Keefe believes the 22-year-old has had enough time in the league to figure out his strengths and weaknesses and has reached “the right age to start blossoming”.

Sandin spent his summer training (and golfing) alongside William Nylander and grew from 178 to 194 pounds.

To ease his mind from the stress of stagnation, Sandin says he would leave his phone at home and go into the woods to find chanterelle mushrooms, which he would use for cooking.

“I’m really excited to be back,” he says. “The sun is shining right now, so I can’t complain.”

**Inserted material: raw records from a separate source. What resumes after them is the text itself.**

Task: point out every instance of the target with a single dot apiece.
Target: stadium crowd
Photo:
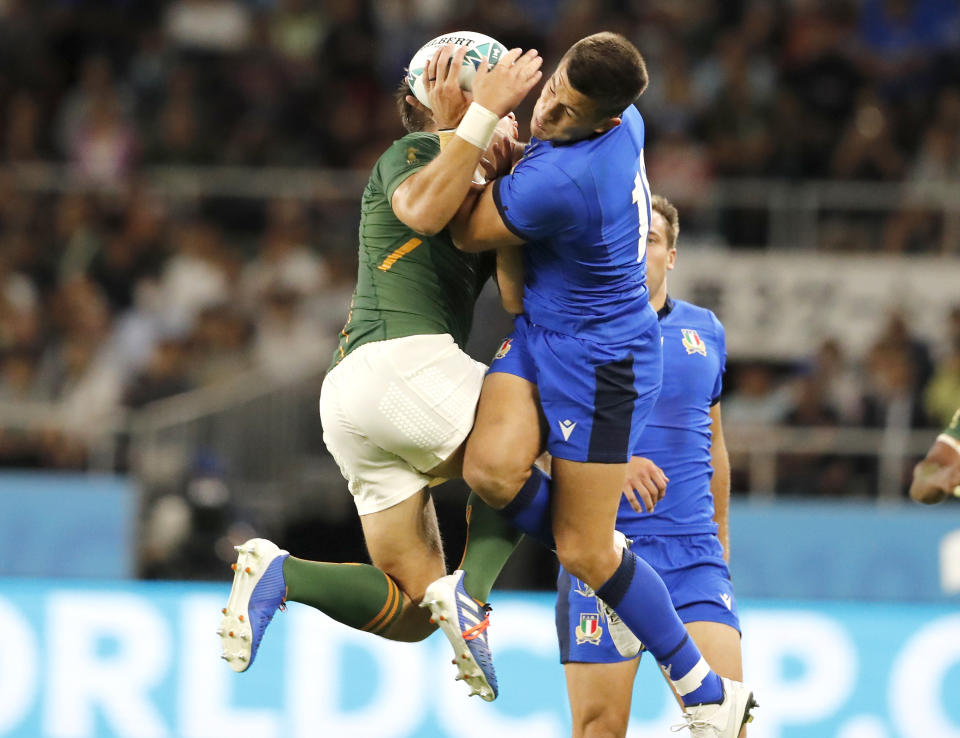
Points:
(113, 295)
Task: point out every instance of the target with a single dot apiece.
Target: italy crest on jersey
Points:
(504, 349)
(692, 342)
(589, 630)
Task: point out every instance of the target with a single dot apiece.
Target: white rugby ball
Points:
(480, 46)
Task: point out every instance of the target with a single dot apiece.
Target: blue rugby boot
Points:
(258, 591)
(464, 622)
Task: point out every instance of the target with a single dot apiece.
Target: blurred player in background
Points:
(938, 475)
(683, 535)
(586, 353)
(400, 398)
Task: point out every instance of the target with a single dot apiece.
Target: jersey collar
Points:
(666, 309)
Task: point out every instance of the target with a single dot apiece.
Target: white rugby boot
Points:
(723, 720)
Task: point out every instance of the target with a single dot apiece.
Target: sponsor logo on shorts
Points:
(692, 342)
(589, 630)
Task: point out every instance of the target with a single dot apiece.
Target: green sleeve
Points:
(406, 156)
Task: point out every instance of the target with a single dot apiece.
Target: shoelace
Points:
(691, 723)
(473, 632)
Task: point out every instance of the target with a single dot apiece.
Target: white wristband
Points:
(477, 126)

Muzzin’s back problems date back

Muzzin may have been slowed by injuries recently, but the 33-year-old wit is as quick as ever.

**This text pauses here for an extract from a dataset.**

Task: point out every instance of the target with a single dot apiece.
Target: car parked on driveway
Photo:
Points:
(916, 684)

When asked how he went from saying he was physically fine on media day to sitting out the first week of camp with a sore back, Muzzin jokes, “I think he sat around talking to the media all day.”

On his return to practice shortly after seeing forwards Calle Järnkrok and Alexander Kerfoot play the bulk of a pre-season shutout victory as defenders:: “I had to go back so as not to lose my job”.

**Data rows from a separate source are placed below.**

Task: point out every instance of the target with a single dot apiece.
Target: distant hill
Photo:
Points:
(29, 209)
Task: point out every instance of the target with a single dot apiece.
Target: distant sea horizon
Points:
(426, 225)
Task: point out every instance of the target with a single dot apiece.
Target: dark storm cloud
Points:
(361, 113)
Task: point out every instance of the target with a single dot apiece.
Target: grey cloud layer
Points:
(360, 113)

Humor is a wonderful tool for diversion.

But the risk of injury is serious business for Muzzin, a family man who suffered back-to-back concussions last winter and missed 43 percent of Toronto’s regular season recovering from multiple injuries.

“If you want to go deeper into it, yes, there is life after hockey. You want to be able to be normal. I have kids. I want to be able to play with them,” Muzzin said Monday.

“But I’m not worried about that. We are taking the right steps here and handling it, and we will continue to do so.”

Muzzin don’t want to use the word injury when talking about the discomfort and tension that appeared in his back.

It’s an area of ​​the defenseman’s body with bruises that he’s been handling since he was 15 and intervened in two herniated discs that robbed the player of his first season in the OHL with Sault Ste. Maria.

While Muzzin admits his false start to camp was frustrating, he is now cleared for contact, ramping up his conditioning and targeting this weekend to enter his first preseason game.

“You play a long time and a lot of games, and things build up and build up. It’s something that we’ve managed very well for a long time and we have to continue with that,” says Muzzin.

“Any time you have surgery at that age and in a crucial place where you’re playing a physical sport, it’s something you deal with every day. And I’ve been doing it for, what, 15 years. So it’s nothing new to me.”

Muzzin has the utmost faith and respect for the club’s medical staff to help him play as many games as possible.

“It’s unreal,” he says. “The boys over there will prolong your career.”

How Muzzin’s body will hold up to the rigors of another long season will be a question that will linger like a backache.

“I’m not worried about Jake,” says Keefe. “If anything, last year’s playoff experience showed us that he’s going to be ready to play as long as his body can get him in the lineup, which right now it seems to be. He will be ready.”

Unique Timers: Matt Murray played 100 minutes in a Leafs sweater and only allowed one goal, during a Habs power play. He’s 44 by 45 in opposing shots… John Tavares (oblique) and Timothy Liljegren (hernia) have skated again…. With Tavares out, Michael Bunting Is doing well on his promotion to the top power play unit… Järnkrok Street was not feeling well enough to practice on Sunday but was back in action on Monday…. Pierre Engvall is recovering nicely after twisting his foot during off-season training, but he needs another round of imaging before getting the green light for contact. He is practicing with the full group and is hoping to see preseason action this weekend against the Red Wings. “We haven’t gotten to that point yet,” Keefe warns.